I was honored to be part of a panel of judges this spring for the Washington Book Publishers’ Design and Effectiveness Awards. This annual competition showcases the best in DC-area book design (Sensical Design received an award last year). The four-judge panel is drawn from different areas of the profession: a publisher (this year, Gina Lindquist from Georgetown University Press), an editor (Bruce Gossett from the American Society of Civil Engineers), a bookseller or librarian (Nancy Davenport of the DC Public Library), and a designer (yours truly). This is unusual for a design competition, as it draws from voices other than just those of designers, and “effectiveness” is supposed to be as important as “design.”
Judging took place on a Friday in May. We judges pored over the 180 submitted entries to choose the winner in various categories and an overall Best of Show. The winners were then presented to a packed ballroom last Thursday, June 11.
All the entered books, winning and otherwise, were laid out in the back of the room for inspection.
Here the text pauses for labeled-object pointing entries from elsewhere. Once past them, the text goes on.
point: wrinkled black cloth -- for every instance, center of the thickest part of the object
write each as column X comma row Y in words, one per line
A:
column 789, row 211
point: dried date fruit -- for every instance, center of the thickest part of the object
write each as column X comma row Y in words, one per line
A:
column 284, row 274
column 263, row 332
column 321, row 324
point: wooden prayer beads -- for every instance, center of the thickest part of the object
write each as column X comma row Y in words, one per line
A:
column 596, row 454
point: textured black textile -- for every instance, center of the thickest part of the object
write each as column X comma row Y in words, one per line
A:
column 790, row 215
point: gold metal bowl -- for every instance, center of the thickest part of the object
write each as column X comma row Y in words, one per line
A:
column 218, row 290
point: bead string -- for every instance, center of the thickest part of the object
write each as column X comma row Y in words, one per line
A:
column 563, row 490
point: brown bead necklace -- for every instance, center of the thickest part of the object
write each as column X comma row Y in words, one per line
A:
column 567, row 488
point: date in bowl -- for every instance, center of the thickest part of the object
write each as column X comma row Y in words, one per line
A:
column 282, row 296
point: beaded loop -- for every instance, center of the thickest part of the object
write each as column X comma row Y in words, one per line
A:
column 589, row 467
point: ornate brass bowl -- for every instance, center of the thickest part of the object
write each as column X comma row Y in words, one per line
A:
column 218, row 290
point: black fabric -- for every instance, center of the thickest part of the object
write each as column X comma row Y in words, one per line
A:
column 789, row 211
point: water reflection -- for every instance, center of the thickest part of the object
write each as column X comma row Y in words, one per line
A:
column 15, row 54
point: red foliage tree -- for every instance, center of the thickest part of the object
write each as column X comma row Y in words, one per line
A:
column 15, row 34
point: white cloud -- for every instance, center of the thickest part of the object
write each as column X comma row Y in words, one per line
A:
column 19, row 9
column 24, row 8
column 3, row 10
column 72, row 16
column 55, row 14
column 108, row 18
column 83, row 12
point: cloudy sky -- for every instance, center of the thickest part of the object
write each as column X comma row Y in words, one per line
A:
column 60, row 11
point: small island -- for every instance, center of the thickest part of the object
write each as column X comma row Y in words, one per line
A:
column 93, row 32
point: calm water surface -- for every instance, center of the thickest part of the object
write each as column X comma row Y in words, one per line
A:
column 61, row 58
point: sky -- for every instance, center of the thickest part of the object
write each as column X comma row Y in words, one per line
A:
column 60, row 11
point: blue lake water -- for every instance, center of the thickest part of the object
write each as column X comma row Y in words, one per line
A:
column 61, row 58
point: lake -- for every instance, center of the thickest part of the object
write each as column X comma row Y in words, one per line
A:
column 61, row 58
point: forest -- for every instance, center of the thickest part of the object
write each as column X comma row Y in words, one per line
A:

Outgoing WBP president Betsy Kulamer and incoming president Chris Kelaher presented the winners, and the judges took turns commenting on the winning entries and explaining why they were chosen. The winners then were given a snazzy certificate (designed by our friend Anne Kerns) and a chance to speak.
After the event, several people mentioned how much they appreciated hearing the judges’ comments and getting our perspective on good book design. For me, the most important thing coming out of this experience was a reminder that what really matters, what separates the great work from the merely competent, is not some sort of mysterious creative genius. Rather, it’s precise attention to detail in all things: typography, color, imagery, balance, production, etc.
Incidentally, Best in Show went to the absolutely gorgeous Looking In: Robert Frank’s The Americans, Expanded Edition.